About The Customer
A leader in the healthcare analytics market handled sensitive data on patients and employees, as well as critical intellectual property of its own. When several key partners – including a major insurer – saw a rise in cyberattacks seeking protected health information (PHI) they recommended that the company implement Data Loss Prevention (DLP) and Endpoint Detection & Response (EDR) solutions on an aggressive timeline.
The Business Challenge
Healthcare analytics organizations collect data from providers, insurers, pharmaceutical companies, and patients to discover methods for improving patient outcomes while also improving operational efficiencies. The data exists in multiple formats and is highly sensitive, including specific diagnoses for patients, insurance claim information, and confidential clinical trial data. Some data types are subject to regulatory standards only when paired with other data (e.g., diagnoses paired with patient identifiers).
Several of the company’s largest partners requested the deployment of both DLP and EDR within an 18-month window to ensure sensitive data was used properly internally and to prevent data theft.

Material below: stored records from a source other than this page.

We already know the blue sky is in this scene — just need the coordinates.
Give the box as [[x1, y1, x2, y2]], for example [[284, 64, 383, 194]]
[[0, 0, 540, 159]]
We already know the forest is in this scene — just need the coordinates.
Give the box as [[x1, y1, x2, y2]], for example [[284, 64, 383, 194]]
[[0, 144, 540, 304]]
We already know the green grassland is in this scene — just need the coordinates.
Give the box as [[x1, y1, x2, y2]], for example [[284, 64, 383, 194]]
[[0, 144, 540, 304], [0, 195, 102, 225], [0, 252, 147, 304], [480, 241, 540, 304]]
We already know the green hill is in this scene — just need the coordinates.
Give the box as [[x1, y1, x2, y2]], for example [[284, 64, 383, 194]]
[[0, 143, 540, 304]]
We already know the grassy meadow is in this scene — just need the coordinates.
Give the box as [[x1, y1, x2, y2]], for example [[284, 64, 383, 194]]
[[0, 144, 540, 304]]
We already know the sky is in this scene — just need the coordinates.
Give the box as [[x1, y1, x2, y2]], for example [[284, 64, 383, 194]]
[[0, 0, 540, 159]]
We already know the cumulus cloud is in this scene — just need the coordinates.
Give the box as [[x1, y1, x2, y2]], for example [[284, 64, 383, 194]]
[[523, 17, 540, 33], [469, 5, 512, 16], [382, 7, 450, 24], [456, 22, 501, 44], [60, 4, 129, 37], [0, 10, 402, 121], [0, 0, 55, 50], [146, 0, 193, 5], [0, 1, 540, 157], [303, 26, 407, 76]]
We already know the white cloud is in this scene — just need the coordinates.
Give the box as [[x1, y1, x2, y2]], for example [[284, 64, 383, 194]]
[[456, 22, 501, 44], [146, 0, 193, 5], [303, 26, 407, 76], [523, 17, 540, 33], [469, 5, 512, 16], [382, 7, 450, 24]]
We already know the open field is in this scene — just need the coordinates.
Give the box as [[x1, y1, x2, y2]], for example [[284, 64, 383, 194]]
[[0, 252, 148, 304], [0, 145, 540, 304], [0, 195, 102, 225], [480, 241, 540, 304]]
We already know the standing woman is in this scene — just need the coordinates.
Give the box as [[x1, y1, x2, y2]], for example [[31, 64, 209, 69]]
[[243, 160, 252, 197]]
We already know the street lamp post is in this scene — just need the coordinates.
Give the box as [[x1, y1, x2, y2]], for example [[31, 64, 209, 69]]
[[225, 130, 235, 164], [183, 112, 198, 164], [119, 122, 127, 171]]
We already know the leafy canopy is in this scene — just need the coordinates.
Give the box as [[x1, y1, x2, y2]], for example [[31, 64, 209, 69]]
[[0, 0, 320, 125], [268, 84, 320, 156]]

The company had a small security team, but recognized it was not prepared to manage both DLP and EDR with its existing resources. In their words, “getting budget for security solutions was simple compared to getting budget for additional personnel.” In short, they needed a partner that could act as their security experts and provide oversight and guidance for protecting their data.
Critical Success Factors
- Satisfy partner’s recommendation for DLP and EDR
- Minimal impact on internal security resources
- Visibility to all data use throughout the environment and through egress points
- A partner with demonstrated experience managing sensitive information for customers
The Solution
The company knew Fortra™’s Digital Guardian® ’s reputation through its existing business partners and conducted an extensive proof of concept with Digital Guardian and another vendor. The process demonstrated Digital Guardian’s expertise in designing policies to meet the company’s requirements, its ability to provide visibility to data throughout the environment and provide alerts and remediation guidance when required. Digital Guardian’s ability to deliver DLP and EDR with a single agent simplified deployment and overhead on the endpoints while accelerating compliance efforts.
When alerts occurred, Digital Guardian’s Managed Security Program (MSP) team was able to quickly identify any changes on endpoints, including whether any new processes were launched and if any additional endpoints were affected. Before Digital Guardian, the company was “blind to these events.”
The granularity of policies available in Digital Guardian also impressed the company. Previously they prohibited the use of cloud storage services like Dropbox out of concern that sensitive data could be exfiltrated. This forced employees to request one-off exceptions from security repeatedly when they needed to send large file. This often caused users to view security as a blocker in the business and created unnecessary friction between security and the business units. With Digital Guardian, the company could allow departments or individuals with access to these services, while still protecting uploads that included PHI or other sensitive data.
The Results
Digital Guardian’s visibility to all sensitive data and control over its use allowed the company to achieve compliance with its partner’s request ahead of schedule. The Digital Guardian MSP team’s ability to create policies that protected data while supporting the Company’s business goals provided that compliance with minimal staffing impact. In the words of the company’s Director of Information Security, implementing Digital Guardian allowed the company’s security team to become a partner of the business side of the organization instead of being “a destination of ‘no’”.